I don't see how your claim that they've come to pass are anything but confirmation bias. Every one of the predictions seems to have failed. The pandemic hasn't ended. There's no *radical* shift in perception. Everyone I know (including the morons at the pub without masks, with ~6 trips since our county went to phase 2) admits it's worse than the flu. "Science" is only just now working out demographics and treatments. All the signs point to *huge* changes in the way most of us behave.

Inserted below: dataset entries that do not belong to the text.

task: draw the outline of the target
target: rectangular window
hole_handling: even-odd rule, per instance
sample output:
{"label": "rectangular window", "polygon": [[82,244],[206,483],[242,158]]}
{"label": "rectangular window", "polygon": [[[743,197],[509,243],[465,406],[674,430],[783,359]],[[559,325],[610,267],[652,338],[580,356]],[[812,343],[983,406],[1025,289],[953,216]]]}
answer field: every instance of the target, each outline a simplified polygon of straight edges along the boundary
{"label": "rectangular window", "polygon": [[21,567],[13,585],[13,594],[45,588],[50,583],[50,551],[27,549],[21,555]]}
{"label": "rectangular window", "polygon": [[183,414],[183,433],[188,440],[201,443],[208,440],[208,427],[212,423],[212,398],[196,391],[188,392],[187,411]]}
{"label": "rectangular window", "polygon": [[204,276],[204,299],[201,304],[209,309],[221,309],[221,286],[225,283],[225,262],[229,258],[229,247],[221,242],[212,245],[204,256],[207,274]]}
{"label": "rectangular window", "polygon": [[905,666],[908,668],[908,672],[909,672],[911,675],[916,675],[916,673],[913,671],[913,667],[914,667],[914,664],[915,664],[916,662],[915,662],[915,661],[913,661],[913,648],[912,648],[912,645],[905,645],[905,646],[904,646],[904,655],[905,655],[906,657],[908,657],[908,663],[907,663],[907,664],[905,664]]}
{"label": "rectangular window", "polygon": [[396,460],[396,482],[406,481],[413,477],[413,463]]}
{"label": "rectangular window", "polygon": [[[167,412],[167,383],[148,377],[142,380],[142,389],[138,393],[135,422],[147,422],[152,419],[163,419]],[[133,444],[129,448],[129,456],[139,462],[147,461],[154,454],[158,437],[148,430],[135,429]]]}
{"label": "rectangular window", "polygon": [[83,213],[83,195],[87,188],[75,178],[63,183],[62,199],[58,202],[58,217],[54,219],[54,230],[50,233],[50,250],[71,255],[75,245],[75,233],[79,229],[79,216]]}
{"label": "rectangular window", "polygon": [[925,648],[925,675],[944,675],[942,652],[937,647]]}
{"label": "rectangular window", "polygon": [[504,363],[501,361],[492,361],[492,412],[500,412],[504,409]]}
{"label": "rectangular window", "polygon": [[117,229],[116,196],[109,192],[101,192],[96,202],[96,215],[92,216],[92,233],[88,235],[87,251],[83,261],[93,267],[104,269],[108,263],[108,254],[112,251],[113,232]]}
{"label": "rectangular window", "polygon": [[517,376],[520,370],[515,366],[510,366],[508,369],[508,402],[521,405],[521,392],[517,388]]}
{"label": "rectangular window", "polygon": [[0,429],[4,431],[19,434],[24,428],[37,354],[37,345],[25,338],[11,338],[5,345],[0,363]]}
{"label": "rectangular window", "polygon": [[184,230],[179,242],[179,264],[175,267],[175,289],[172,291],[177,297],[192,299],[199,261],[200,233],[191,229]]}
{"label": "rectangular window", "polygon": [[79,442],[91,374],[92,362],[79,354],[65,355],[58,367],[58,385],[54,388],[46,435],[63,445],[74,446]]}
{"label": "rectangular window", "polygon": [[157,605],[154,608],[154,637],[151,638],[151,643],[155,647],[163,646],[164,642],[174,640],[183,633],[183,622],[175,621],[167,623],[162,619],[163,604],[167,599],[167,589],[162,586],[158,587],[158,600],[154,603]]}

On May 11, 2020; 7:42am, Prof David West wrote:
> The COVID-19 pandemic will end, at least in the US, by mid-June, 2020.
> 
> This assertion is premised on making a distinction between the biological and the perceptual.
> 
> The virus is not going away, a vaccine may or may not be found and made widely available, and treatments that reduce severity and death rate may or may not be soon at hand. Hot spots will continue to flare. Model-based prognostications will be confirmed.  And none of this will matter.
> 
> A radical shift in perception from "we're all going to die" to "I have next to zero chance of severe illness or death" is reaching a tipping point and a catastrophic (mathematical sense of the word) change from one to the other is imminent.
> 
> "Science" will quickly confirm (justify / rationalize) this shift  — after all, my individual risk is 150,000 / 300,000,000 or "pretty damned small."
> 
> Politicians will quickly cave to this new perceptual reality and socio-economic restrictions will collapse.
> 
> The percentage of the population that wear masks (just one example of a behavioral phenomenon) will roughly equal the number that fastidiously fasten their seat belts; but this and similar behaviors will mitigate the the infection/death rate.
> 
> Covid will be PERCEIVED to be no worse than the flu, the death rate will become "acceptable," and the current media "hysteria" will fade away.
> 
> There will be a segment of the populace — mostly the affluent elderly and individuals who have acquired money/influence/notoriety the past few months — who will argue against these changes but their objections will be quickly countered with, "why should I suffer all kinds of consequences — ones you do not share — to cater to your fears or your ego?"
> 
> None of the above should be interpreted as anything except a simple observation / prediction.
> 
> davew


On 6/11/20 12:56 PM, Frank Wimberly wrote:
> Arizona and Texas are "spiking" as of today.  We're surrounded.